Writing at The Duck of Minerva, Brian Rathbun has some harsh words for so-called “foreign policy analysts” who hazarded predictions about how the Libyan intervention would unfold, referring to them, literally, as “dumbasses.”
Rathbun’s beef is less with the pessimism that characterized many of these predictions. It is with the act of prediction itself. In Rathbun’s words:
I wish we could just admit that we generally have no earthly idea how a civil war, humanitarian intervention, tsunami response, military coup, financial crisis, etc. will work out. I am an international relations academic not because I don't want to be on TV, but because I have a sense of shame and dignity. I simply could not get up in front of millions, or even dozens, of people and claim that I had any notion of how any of those things was going to work out. We can only work out explanations well after the fact when we know what was going on the ground, what people were thinking, etc. Every social phenomena of interest is simply too complicated.

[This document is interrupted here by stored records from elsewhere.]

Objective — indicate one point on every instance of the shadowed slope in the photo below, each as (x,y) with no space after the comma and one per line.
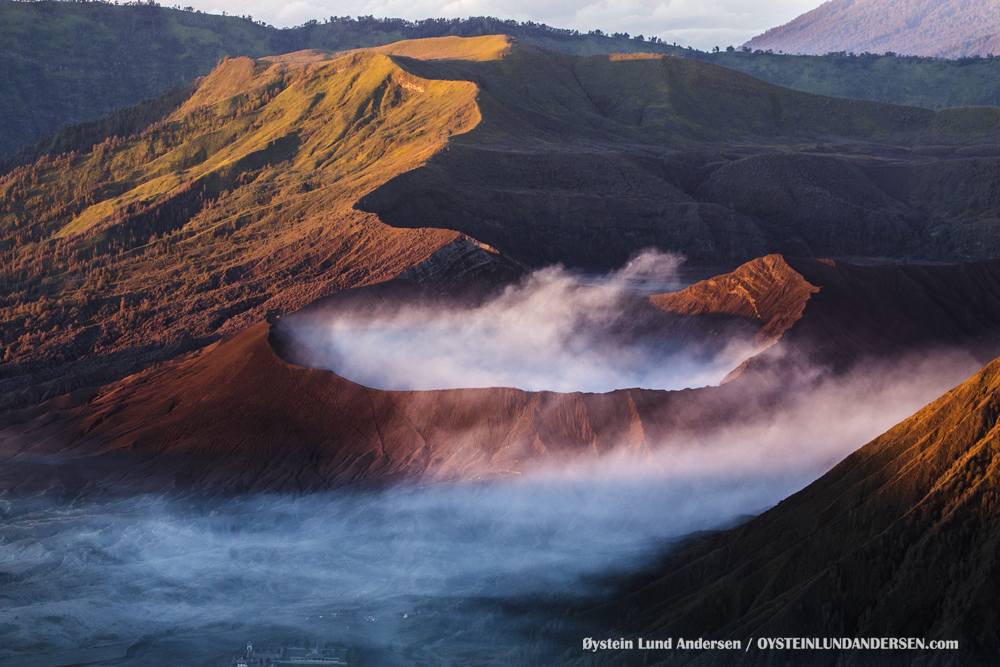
(237,416)
(767,290)
(900,539)
(585,160)
(237,205)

Yes, social phenomena—wars, for example—are complicated, which is exactly why we engage in analysis, placing new developments in some theoretical and historical context. It is analysis that allows us to diagnose situations, to evaluate policy options, and, yes, to make predictions. How could it be otherwise? What analytical exercise worth its salt yields no predictions whatsoever? Every decision to undertake—or forego—a policy rests on some sort of expectation about the consequences of action or inaction.
Rathbun is right that such predictions often turn out to be wrong. This should lead us to be appropriately modest about the strength of our analytical tools and keep us open to the possibility that our best guesses will be confounded. But if the best that we in the academic community can offer to policymakers is “explanations well after the fact,” then perhaps they are right to generally disregard us.
Rather than ridicule experts and pundits for making predictions, why not pay them the compliment of taking those predictions seriously and, even better, holding them accountable for errant predictions? In the Libya case, the security studies community was divided as to whether intervention made sense and how it would unfold. Those who predicted the worst should be asked why catastrophe did not ensue; those who were more hopeful should not feel wholly vindicated, as a decent outcome is by no means a foregone conclusion and, regardless, the stakes do not justify much more than the effort that was made.
The problem, in short, is not prediction, but prediction without consequences. Predictions should not only be encouraged, but used to hold analysts accountable. The hope, however naïve, is that better analysis will result.